We discussed two case studies: Predicting consumer behavior with Web search and A Large-Scale Study of Browsing Behavior. The first explored the relative value of various data sources for predicting the performance of movies, music, and video games, using simple auto-regressive models to generate future sales predictions from current and past performance. The second study investigated variation in how different demographic groups use the Web, making use of linear models to smooth descriptive statistics over subpopulations and control for covariation between predictors (e.g., education and race).

In the following lecture we reviewed the formalism behind ordinary least squares regression, phrased as maximum likelihood inference under the assumption of additive Gaussian noise. We then derived the closed-form solution to the normal equations for small-scale problems and discussed alternative optimization methods, namely gradient descent and stochastic gradient descent, for larger-scale settings.

Ordinary least squares regression is, in principle, easily solved by inverting the normal equations:

$$ \hat{w} = (X^T X)^{-1} X^T y.$$

In practice, however, it often computationally expensive to do necessary the matrix inversion for models with many features, even with specialized numerical methods.

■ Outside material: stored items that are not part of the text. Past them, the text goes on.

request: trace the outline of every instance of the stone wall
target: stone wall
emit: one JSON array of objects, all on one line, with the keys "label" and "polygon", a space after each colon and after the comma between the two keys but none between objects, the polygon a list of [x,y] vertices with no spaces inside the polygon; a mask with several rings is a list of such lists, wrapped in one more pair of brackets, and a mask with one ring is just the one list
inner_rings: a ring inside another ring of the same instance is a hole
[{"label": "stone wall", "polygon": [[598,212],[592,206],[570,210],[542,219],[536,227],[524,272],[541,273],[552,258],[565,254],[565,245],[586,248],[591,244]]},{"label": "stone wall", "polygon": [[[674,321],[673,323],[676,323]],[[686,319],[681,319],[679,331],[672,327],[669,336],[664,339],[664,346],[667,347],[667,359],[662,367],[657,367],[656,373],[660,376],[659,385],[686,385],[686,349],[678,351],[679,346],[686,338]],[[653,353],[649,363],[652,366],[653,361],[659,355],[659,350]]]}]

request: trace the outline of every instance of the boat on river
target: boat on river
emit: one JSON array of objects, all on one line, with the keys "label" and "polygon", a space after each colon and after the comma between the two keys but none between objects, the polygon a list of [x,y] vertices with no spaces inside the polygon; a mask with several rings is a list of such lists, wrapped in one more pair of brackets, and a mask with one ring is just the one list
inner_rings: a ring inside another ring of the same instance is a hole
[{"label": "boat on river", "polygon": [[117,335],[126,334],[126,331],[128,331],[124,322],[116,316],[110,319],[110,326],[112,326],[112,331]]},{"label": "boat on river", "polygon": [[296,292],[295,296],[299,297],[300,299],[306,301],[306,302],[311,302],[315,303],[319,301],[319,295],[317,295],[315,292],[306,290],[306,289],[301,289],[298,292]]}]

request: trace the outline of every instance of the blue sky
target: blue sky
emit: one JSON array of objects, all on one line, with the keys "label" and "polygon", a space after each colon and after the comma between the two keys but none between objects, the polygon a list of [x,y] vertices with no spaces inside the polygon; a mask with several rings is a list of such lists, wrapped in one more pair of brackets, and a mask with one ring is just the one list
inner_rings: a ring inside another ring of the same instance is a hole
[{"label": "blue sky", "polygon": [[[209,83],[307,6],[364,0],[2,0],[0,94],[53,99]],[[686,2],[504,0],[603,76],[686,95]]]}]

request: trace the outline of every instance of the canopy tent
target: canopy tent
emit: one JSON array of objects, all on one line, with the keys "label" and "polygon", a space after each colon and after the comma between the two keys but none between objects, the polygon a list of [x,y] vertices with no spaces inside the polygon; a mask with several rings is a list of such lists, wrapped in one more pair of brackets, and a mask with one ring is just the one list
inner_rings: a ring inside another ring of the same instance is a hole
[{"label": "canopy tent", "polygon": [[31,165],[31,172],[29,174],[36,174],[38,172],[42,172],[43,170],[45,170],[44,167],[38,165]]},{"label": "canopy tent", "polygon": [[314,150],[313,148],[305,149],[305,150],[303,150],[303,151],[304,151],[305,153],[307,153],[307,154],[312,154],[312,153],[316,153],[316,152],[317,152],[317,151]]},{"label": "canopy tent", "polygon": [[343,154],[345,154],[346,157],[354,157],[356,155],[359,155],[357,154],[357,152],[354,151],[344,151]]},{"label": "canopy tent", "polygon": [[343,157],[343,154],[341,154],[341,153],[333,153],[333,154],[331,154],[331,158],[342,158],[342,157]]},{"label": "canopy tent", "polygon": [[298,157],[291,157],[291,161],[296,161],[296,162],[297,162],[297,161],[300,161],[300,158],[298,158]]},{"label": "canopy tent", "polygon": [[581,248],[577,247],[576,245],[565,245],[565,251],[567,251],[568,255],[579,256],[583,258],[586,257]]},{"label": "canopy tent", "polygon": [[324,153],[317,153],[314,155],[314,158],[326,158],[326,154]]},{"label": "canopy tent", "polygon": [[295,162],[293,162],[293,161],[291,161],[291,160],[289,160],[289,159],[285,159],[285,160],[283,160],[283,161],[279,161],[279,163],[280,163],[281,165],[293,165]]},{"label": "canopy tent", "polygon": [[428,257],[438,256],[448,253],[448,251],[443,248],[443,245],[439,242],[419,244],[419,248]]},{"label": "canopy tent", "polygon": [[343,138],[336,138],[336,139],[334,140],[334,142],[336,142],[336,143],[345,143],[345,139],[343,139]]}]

Gradient descent offers an alternative solution to the normal equations, replacing potentially expensive matrix inversion with an iterative method where we update parameters by moving in the direction of steepest increase of the likelihood landscape:

$$ \hat{w} \leftarrow \hat{w} + \eta X^T (y – X\hat{w}), $$

where eta is a tunable step size. Choosing eta too small leads to slow convergence, whereas too large a step size may result in undesirable oscillations about local optima. Intuitively, gradient descent updates each component of the weight vector by a sum of the corresponding feature values over all examples, where examples are weighted by the error between actual and predicted labels. Stochastic gradient descent provides an even more scalable alternative where an approximation to the gradient from a subsample of the data is used in place of the entire dataset.

See Chapter 3 of Bishop and Chapter 3 of Hastie for reference.